Let's look at a scenario: say you hit a target eight yards away with a Cone of Cold, and then blink away (with a glyph). You're now 33 yards away from the target, and it's got a 60% snare on it for another 4.5 seconds. For the sake of making this simple, we'll assume you have no haste.

At normal run speed, the target would take about 4.7 seconds to cover the 33 yards to reach you.

If you do nothing and just let the Cone of Cold tick down, the target will cover 12.6 yards in the next 4.5 seconds, and then take 2.9 seconds to cover the remaining ground at full speed, reaching you in about 7.4 seconds.

But now let's imagine a Frost Bomb detonates on the target two seconds after you cast Cone of Cold. What you get now is a half-second of 40% movement (1.4 yards), two seconds of 30% movement (4.2 yards), and then 3.9 seconds of full-speed movement to cover the remaning ground, for a total of 6.4 seconds. Applying the stronger snare actually reduced the travel time by a full second.

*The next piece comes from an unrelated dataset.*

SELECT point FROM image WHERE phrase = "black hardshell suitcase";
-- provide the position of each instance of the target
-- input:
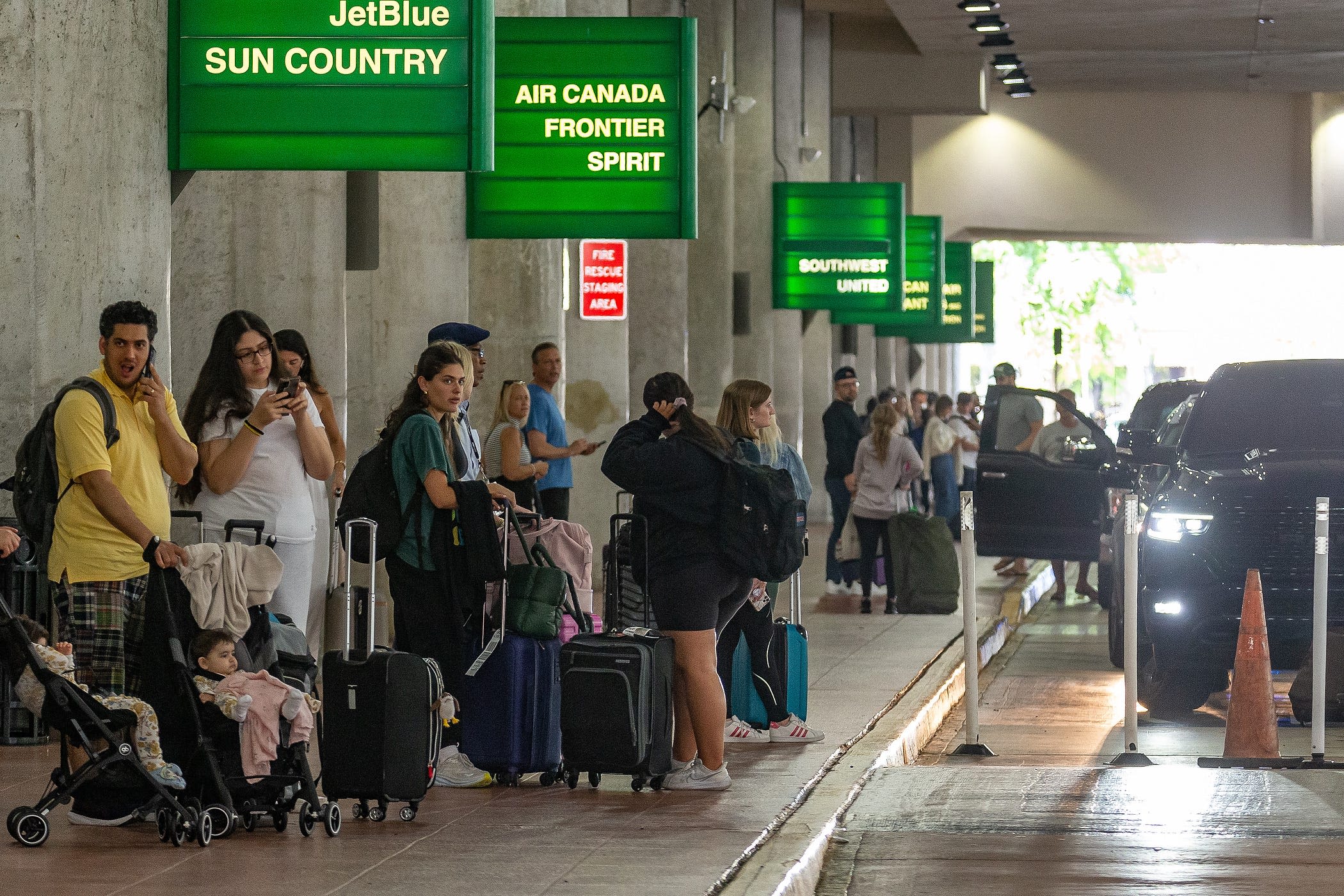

Now of course you're not just going to stand there; you'll cast Frostbolts. But even so, you're almost certain to wind up with windows of full-speed movement; if a Frostbolt hits the target a half-second before the Frost Bomb snare expires, the target's going to move at full speed for a second and a half while you finish casting the next Frostbolt and it travels to the target.

The New Design

Under the new design, the effects of snares don't stack, but the debuffs themselves do. When a stronger snare expires, if a weaker snare is still on the target, it takes over. So revisiting our scenario above, the target now moves for a half second at 40% speed (1.4 yards), then two seconds at 30% speed (4.2 yards), and then another two seconds at 40% speed (5.6 yards) before returning to full speed to cover the remaining distance. Total travel time is now 7.6 seconds.

What all this means is that stronger snares like Frost Bomb and Cone of Cold will now work with, rather than against, weaker snares like Frostbolt, Frostfire Bolt and Blizzard; applying a stronger snare, even if only briefly, will always reduce the target's average speed rather than increasing it.

In practice, simply running around questing, the change is subtle but feels very good. It makes more sense and it feels more natural. It's not a big thing, but it fixes a longstanding problem that most of us had become so accustomed to, it never even occurred to us to ask for it to be changed.